Sale of the Century, a song so good it became something you heard being hummed on the bus. The lyrics are bleak but witty, retelling the story of a relationship on the slide, culminating in a cut-glass vicious one-liner. You said I was cheap/You were the sale of the century. With the explosive music press always ready to turn, something the band must have been aware of, I sometimes recast this song as a statement on how good things can never last, so enjoy the good time while you can. A relationship with a person or the record industry, who knows? Like all Sleeper songs, there’s more to find if you look deeper. Glue Ears has the spirit of Blondie in it, which makes sense because Sleeper covered Atomic for the Trainspotting soundtrack.

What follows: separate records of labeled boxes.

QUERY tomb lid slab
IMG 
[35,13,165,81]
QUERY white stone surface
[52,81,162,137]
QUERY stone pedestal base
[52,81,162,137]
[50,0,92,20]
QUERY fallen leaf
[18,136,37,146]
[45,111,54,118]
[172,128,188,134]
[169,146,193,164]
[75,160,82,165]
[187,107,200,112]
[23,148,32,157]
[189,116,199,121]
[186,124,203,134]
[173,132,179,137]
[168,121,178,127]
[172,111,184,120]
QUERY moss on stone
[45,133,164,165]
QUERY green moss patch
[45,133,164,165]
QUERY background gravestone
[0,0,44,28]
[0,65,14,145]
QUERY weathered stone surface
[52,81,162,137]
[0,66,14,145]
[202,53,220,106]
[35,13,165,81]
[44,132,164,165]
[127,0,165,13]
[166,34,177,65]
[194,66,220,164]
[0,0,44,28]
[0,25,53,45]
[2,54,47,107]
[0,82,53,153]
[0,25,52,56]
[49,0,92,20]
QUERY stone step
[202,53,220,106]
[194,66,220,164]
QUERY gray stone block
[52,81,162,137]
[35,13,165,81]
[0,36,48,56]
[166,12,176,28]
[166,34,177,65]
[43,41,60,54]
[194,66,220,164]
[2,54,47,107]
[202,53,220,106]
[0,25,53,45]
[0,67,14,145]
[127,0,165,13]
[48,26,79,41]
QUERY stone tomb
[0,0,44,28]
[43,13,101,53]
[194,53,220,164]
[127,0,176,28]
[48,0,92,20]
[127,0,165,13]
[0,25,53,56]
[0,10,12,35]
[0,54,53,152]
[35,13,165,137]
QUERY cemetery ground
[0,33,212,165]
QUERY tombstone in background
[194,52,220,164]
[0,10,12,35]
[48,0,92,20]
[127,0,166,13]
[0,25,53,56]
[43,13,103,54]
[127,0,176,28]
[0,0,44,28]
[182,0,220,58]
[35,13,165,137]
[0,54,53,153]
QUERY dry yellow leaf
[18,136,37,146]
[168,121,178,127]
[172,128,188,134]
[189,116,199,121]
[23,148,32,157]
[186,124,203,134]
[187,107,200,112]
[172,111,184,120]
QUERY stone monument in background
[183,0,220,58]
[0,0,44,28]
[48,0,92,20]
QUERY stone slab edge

Then there’s Factor 41, which give in excruciating detail Louise’s bad encounters with worse men. I’m tired of being sycophantic/so get your knickers down. Even the headphones blush at that one. I could quote more, but really, the lyrics sheets for the entire album deserve to be framed and mounted on your best wall for people to read as they walk past. Musically, the entire band (Sleeper blokes, a reviewer jibe that stopped being funny long before the band wore the t-shirts to reclaim the insult), sound great, and would sound just as great without Louise. With her, they’re Sleeper, which is something to be proud of. No, The It Girl won’t be lauded like The Great Escape, A Different Class, or Morning Glory – but for me, it’s the equal of any of those albums. Probably better, actually.